This is the first decline in the number of unfilled positions since Q2 2016
The job vacancy rate in Canada went down to 3.1% in the final quarter of 2018, indicating a continued labour shortage across the country.
According to the Canadian Federation of Independent Business (CFIB), the national job vacancy rate in Q4 2018 decreased by 0.1% compared to the previous quarter.
“This is the first decline in vacancy rates we’ve seen since Q2 2016 but the market is still quite tight despite it,” said Ted Mallett, vice president and chief economist of CFIB.
“The situation in Quebec and British Columbia in particular hasn’t changed. Both provinces have vacancy rates well above the national average.”
Of the total number of job vacancies, 409,000 of those in the private sector remained open for at least three months.

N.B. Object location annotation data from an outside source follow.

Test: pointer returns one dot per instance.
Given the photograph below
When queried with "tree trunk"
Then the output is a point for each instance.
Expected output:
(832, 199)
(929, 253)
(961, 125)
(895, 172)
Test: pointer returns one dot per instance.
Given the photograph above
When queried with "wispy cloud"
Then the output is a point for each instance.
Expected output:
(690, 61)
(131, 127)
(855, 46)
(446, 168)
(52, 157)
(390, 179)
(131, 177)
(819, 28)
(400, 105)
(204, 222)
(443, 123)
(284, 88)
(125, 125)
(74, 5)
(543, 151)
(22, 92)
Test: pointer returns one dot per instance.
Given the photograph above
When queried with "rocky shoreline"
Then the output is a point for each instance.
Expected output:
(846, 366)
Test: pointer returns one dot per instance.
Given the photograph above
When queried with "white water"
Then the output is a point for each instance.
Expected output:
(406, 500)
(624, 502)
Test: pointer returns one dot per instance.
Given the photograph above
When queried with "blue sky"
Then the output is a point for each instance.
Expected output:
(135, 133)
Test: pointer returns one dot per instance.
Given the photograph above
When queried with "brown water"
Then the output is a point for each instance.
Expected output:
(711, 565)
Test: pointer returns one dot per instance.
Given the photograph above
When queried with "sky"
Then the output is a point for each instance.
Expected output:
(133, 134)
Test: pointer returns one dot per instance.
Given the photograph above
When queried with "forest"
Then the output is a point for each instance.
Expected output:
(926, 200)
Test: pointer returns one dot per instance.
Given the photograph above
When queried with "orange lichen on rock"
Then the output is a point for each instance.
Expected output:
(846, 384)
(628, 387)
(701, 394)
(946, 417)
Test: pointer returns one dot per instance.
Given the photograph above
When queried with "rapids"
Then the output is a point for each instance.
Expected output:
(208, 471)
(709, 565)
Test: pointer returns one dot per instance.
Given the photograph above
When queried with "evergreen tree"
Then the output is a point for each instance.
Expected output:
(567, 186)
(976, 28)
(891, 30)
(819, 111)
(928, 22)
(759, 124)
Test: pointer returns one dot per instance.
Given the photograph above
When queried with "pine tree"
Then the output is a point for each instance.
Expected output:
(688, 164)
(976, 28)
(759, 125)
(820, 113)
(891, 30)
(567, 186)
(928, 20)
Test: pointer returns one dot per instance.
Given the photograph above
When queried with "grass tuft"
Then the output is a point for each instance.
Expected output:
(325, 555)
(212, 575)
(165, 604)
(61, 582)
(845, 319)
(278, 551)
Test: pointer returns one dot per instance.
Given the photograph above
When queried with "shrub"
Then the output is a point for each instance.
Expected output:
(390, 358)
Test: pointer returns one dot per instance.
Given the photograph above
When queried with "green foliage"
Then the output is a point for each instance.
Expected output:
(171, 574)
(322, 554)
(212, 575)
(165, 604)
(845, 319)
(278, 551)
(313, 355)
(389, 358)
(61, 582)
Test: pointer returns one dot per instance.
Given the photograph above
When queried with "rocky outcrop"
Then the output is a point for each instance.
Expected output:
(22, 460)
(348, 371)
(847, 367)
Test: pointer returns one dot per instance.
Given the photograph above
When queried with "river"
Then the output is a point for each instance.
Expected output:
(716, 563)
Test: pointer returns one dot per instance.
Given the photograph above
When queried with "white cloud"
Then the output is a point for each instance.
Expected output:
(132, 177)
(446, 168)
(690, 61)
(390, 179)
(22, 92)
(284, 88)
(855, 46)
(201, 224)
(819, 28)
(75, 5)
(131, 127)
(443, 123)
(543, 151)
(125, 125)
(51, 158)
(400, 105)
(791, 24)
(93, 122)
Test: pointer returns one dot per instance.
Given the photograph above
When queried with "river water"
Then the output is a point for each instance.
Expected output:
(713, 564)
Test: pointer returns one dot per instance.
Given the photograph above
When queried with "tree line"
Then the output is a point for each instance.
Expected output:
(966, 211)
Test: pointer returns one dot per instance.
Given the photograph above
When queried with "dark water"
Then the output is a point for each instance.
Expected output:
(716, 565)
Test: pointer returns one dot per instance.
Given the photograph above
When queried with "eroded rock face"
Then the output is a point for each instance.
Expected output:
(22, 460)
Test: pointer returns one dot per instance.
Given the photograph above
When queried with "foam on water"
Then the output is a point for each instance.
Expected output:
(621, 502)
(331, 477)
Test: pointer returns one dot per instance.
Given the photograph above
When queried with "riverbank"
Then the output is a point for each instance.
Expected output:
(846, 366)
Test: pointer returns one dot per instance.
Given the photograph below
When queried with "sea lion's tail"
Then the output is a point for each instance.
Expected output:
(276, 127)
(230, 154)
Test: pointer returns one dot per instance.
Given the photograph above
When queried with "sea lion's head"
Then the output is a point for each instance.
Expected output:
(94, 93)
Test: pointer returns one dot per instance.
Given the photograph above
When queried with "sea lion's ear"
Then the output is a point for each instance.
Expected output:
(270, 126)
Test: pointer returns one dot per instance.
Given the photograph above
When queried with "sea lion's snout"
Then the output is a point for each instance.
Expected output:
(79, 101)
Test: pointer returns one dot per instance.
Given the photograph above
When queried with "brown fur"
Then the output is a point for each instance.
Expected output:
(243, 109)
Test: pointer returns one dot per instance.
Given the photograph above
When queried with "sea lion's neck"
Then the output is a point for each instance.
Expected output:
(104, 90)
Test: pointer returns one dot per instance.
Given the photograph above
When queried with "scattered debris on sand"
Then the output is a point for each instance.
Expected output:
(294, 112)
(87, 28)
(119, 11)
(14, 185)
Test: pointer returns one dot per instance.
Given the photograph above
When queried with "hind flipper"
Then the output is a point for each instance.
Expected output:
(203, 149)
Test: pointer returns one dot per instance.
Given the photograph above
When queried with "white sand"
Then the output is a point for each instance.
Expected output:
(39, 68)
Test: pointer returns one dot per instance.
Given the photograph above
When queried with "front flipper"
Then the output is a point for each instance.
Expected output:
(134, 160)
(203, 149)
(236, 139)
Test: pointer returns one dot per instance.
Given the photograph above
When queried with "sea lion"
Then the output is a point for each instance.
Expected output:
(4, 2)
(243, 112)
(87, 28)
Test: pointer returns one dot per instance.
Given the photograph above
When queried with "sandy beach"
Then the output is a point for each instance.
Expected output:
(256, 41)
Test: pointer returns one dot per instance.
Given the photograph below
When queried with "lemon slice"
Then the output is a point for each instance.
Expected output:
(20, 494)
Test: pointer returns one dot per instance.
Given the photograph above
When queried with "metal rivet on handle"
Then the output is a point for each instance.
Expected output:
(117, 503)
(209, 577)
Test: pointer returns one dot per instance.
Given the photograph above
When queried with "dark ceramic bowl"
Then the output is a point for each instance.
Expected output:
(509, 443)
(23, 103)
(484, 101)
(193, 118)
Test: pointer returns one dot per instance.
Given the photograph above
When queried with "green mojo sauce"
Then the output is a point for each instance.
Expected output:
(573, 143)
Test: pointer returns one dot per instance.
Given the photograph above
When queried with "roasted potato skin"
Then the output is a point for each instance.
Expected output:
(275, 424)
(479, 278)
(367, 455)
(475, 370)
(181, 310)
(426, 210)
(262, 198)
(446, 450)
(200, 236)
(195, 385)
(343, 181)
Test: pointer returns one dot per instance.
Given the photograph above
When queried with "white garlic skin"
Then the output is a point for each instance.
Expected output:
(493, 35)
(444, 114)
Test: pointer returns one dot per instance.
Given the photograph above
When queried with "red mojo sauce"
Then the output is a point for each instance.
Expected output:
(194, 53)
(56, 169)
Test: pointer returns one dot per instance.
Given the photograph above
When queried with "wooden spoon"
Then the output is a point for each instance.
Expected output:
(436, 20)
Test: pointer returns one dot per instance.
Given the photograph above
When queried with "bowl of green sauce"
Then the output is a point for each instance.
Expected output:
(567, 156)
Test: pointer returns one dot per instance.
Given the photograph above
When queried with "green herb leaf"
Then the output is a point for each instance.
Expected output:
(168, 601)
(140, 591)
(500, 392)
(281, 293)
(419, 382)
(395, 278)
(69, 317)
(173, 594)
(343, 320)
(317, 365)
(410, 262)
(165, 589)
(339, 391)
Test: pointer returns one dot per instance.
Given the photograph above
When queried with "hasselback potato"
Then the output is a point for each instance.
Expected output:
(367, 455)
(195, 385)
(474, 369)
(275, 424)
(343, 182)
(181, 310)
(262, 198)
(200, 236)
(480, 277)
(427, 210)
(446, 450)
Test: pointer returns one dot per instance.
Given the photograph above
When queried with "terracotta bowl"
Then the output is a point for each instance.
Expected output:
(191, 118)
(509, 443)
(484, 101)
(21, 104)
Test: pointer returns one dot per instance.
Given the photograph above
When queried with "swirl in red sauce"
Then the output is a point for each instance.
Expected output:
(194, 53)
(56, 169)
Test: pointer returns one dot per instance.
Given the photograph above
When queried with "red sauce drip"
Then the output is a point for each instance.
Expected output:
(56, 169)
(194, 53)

The figure is nearly 41,000 vacant jobs more compared to last year’s record.
While vacancies continued to affect wage levels throughout the country, their impact somehow decreased during the final quarter of 2018. Companies with at least one vacant job anticipated average wage levels to increase by as much as 2.3%, while those with no openings expected an increase of only 1.6%.
Quebec also had the highest vacancy rate among Canadian provinces with 3.9%, followed by British Columbia at 3.5% and Ontario at 3.1%.
Meanwhile, Manitoba (2.4%), Alberta (2.3%), Nova Scotia (2.2%) and Newfoundland & Labrador (1.5%) all experienced a decrease in job openings.
Vacancy rates in New Brunswick (2.7%), Saskatchewan (1.9%) and Prince Edward Island (1.8%) did not change during the quarter but remained below the national average.
In terms of industries, personal services (4.6%) and construction (4.5%) had the highest rates of vacancies in the country. On the other hand, companies in the information (1.7%) and finance (2.2%) sectors had the lowest percentage of unfilled jobs.